The study has limitations. Not all AKI patients were studied. The cases requiring non-surgical interventions were not counted. If we would have to implement this strategy, we don’t know what the cost of missing some cases of obstruction would be.
However, the implication is that we should not routinely order kidney ultrasound on every patient with AKI, particularly those in the low-risk group. In this era of cost constraint on medicine, less is usually more…
Or, here is what you can do. If your place has an ultrasound on the floor, with a little training you can have a quick look at the kidneys just to rule out obstruction in low risk patients. You acquire one more diagnostic skill, your students have one more fun on round, and your hospital saves significant amount of money!
Posted by Tomoki Tsukahara

Thursday, October 4, 2012

To biopsy or not to biopsy - IgA

The topic of IgA nephropathy has been discussed in multiple posts here in the past. IgA is the commonest primary GN with a wide variety of presentations and prognoses ranging from isolated hematuria to a rapidly progressive GN. Over the last few years, my practice has been that if I see a patient with isolated hematuria, no adverse family history and minimal proteinuria, I will not biopsy them and reassure them that their chance of progression is very low. This is an approach that has also been supported by previous posters.

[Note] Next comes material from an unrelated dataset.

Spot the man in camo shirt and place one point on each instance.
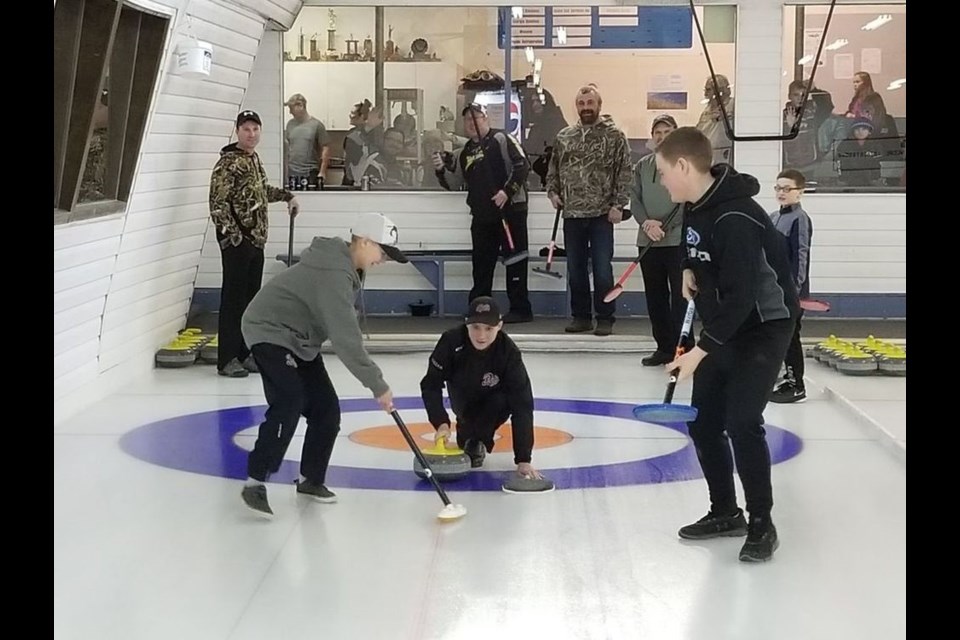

An article and accompanying editorial in this month's JASN would appear to support this approach. This was a retrospective review of the outcomes in 141 patients diagnosed with IgA nephropathy with minimal proteinuria (less than 0.5g) between 1975 and 2008 in 8 Spanish hospitals. During this period there was an aggressive policy in place with a very low threshold for renal biopsy. At the time of biopsy, only 16% were hypertensive while 17.7% had no detectable proteinuria. All patients had a normal eGFR at baseline.

Over a mean follow-up of 9 years, no patients were treated with immunosuppressive agents and 41% were treated with RAAS blockade. 5 patients (3.5%) had an increase of 50% from baseline creatinine while 1 patient had a doubling of creatinine (following pregnancy). 14.9% of patients developed proteinuria (more than 0.5g) while it increased above 1g in 6 patients. The only factor predicting increased proteinuria or an increased creatinine after multivariable analysis was the presence of FSGS (S1 by the Oxford Classification).

These results are very reassuring and for me reinforce the idea that we should not be routinely biopsying patients who present like with isolated hematuria. It is notable that most of the hospitals in this study have stopped this aggressive biopsy policy and it is unlikely that a similar study will be done in the future. However, there is no doubt that they should be followed long term because there is a (small) risk of progression. It should be stated that these results are not necessarily generalizable to other populations - studies in Asian populations have found a much higher rate of progression and the indication for biopsy might be different in this group. It would be interesting to know what the genetic factors underlying this difference in outcomes might be.